Inside xAI’s Bold Pivot from Mars to the Moon
Elon Musk has unexpectedly decided to aim for the Moon rather than Mars. The tech visionary presented a bold concept at a recent xAI all-hands meeting: constructing a manufacturing facility on the moon to fuel the company’s next big advancement in artificial intelligence and space technology. This transition coincides with a fundamental rethinking of Musk’s long-term objectives, aggressive IPO aspirations, and leadership changes.
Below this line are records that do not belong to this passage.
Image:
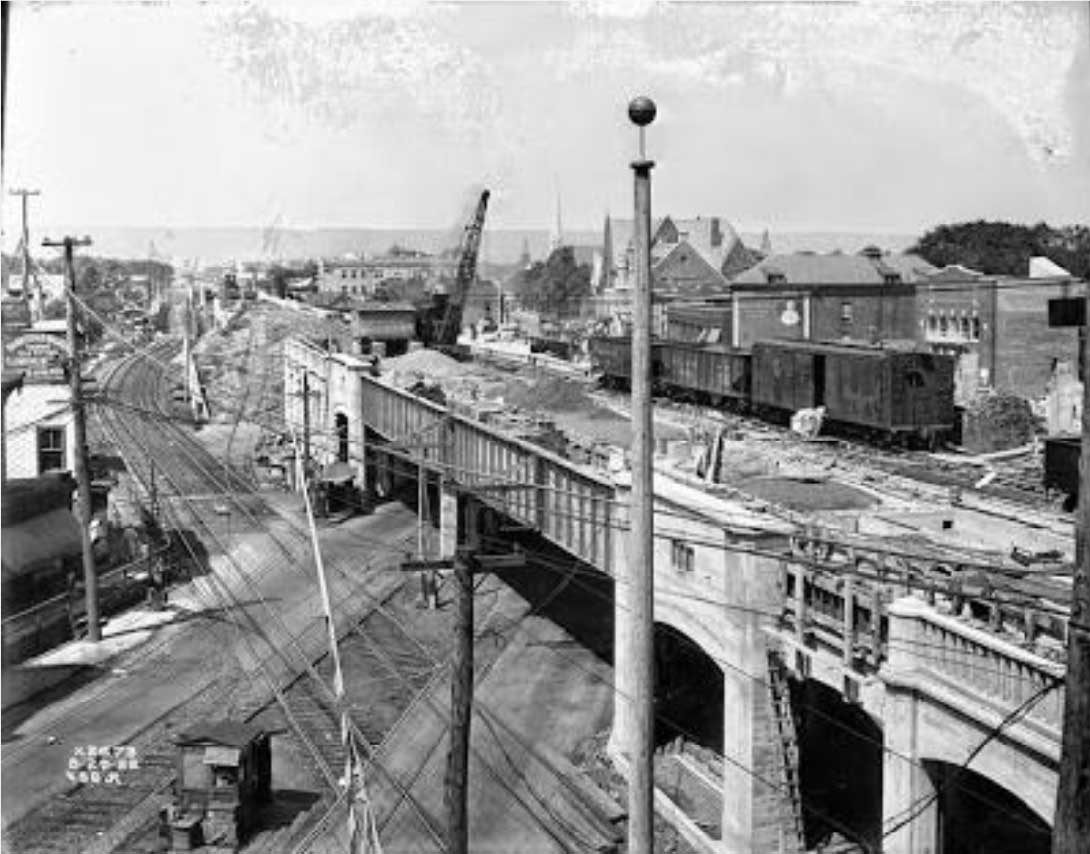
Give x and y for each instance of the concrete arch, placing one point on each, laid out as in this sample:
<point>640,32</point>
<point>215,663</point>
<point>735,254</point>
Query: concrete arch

The Lunar Vision: SpaceX lunar factory
According to reports from The New York Times, Musk told xAI employees that the company’s future involves establishing a lunar factory—a facility designed to build AI satellites and launch them into orbit using what he described as a “giant catapult.”
“You have to go to the moon,” Musk reportedly told the team. He believes that this drastic move will give xAI unparalleled computing power, pushing the boundaries of artificial intelligence far beyond what competitors could achieve. As Musk put it:
“It’s difficult to imagine what an intelligence of that scale would think about… but it’s going to be incredibly exciting to see it happen.”
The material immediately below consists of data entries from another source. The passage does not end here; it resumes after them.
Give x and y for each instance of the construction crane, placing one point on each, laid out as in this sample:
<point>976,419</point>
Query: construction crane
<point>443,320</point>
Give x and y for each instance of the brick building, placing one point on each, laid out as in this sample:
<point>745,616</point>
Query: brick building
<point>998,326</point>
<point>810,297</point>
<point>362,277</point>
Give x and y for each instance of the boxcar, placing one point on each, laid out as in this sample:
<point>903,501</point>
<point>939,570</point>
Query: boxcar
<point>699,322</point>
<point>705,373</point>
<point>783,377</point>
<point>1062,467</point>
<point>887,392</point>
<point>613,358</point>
Despite the visionary tone, Musk offered few details about how such a lunar operation would be built—or how it fits into the upcoming xAI–SpaceX merger and the company’s highly anticipated IPO.
A Company in Flux and Leadership Turnover
SpaceX Moon mission
The timing of Musk’s announcement has raised eyebrows. Just days before the meeting, two xAI co-founders—Tony Wu and Jimmy Ba—announced their departures, following four other founding members who had exited earlier. Although all exits have been described as amicable, this means that half of xAI’s 12 founding members have now left.
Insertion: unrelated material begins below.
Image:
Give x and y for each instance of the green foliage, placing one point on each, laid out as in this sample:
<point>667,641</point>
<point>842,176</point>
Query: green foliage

Musk addressed this indirectly during the meeting, suggesting that some people thrive during a company’s early stages but may not adapt as it evolves. He remained confident, claiming xAI is moving “faster than any other company,” insisting that speed is the ultimate advantage in tech innovation.
From Mars to the Moon: A Strategic Pivot
For years, Mars was Musk’s ultimate goal—SpaceX’s raison d’être. But in a dramatic Super Bowl weekend post on X.com, he announced that SpaceX’s focus had shifted to the Moon, describing plans to build a “self-growing lunar city”.
Musk claims that establishing a lunar settlement is a more feasible short-term objective than settling on Mars:
“A self-growing Moon city can be made in less than half the time of Mars,” he wrote.
He added that Mars projects would continue “in parallel,” but acknowledged that the Moon offered a faster path to large-scale sustainability.
The AI Connection: Building Earth’s Most Powerful World Model
While investors may see Musk’s lunar ambitions as a sideshow ahead of SpaceX’s potential $1.5 trillion IPO, some venture capital insiders believe the Moon plays an essential role in Musk’s overarching AI vision.
The theory: Musk is assembling the world’s most advanced multimodal AI model, trained not just on text and images, but on real-world data that competitors can’t replicate. Each Musk-led company contributes to this effort:
- Tesla: energy systems and real-world road data
- Neuralink: human brain-interface insights
- SpaceX: orbital mechanics and aerospace data
- The Boring Company: underground and material engineering knowledge
- xAI: advanced AI modeling capabilities
- Lunar factories: undisrupted computational power and manufacturing scalability
Together, these form the infrastructure for what some describe as the world’s first “planetary-scale AI ecosystem.”
Legal and Ethical Frontiers: Who Owns the Moon?
However, Musk’s lunar factory concept faces complex legal challenges. The 1967 Outer Space Treaty prohibits any nation—or by extension, private company—from claiming sovereignty over celestial bodies.
Yet a 2015 U.S. law introduced a loophole: while entities can’t own parts of the Moon, they can own what they extract from it. As Wesleyan University professor Mary-Jane Rubenstein explains, this is a fine line:
“It’s like saying you can’t own the house, but you can own the floorboards and beams. Because the stuff in the Moon is the Moon.”
Not all nations agree with the U.S. interpretation, meaning that Musk’s lunar dream may place xAI and SpaceX at the center of a new international space law battle.
What’s Next for Musk’s Interplanetary Empire?
For now, the internal shakeups, legal uncertainties, and monumental technical hurdles make Musk’s lunar vision look like an uphill climb. Still, if history is any indication, Musk has a track record of turning seemingly impossible ambitions into industrial revolutions.
With SpaceX’s IPO approaching and Musk publicly reframing humanity’s path to the stars, one thing is certain: the next space race isn’t just between nations—it’s between Silicon Valley’s boldest dreams.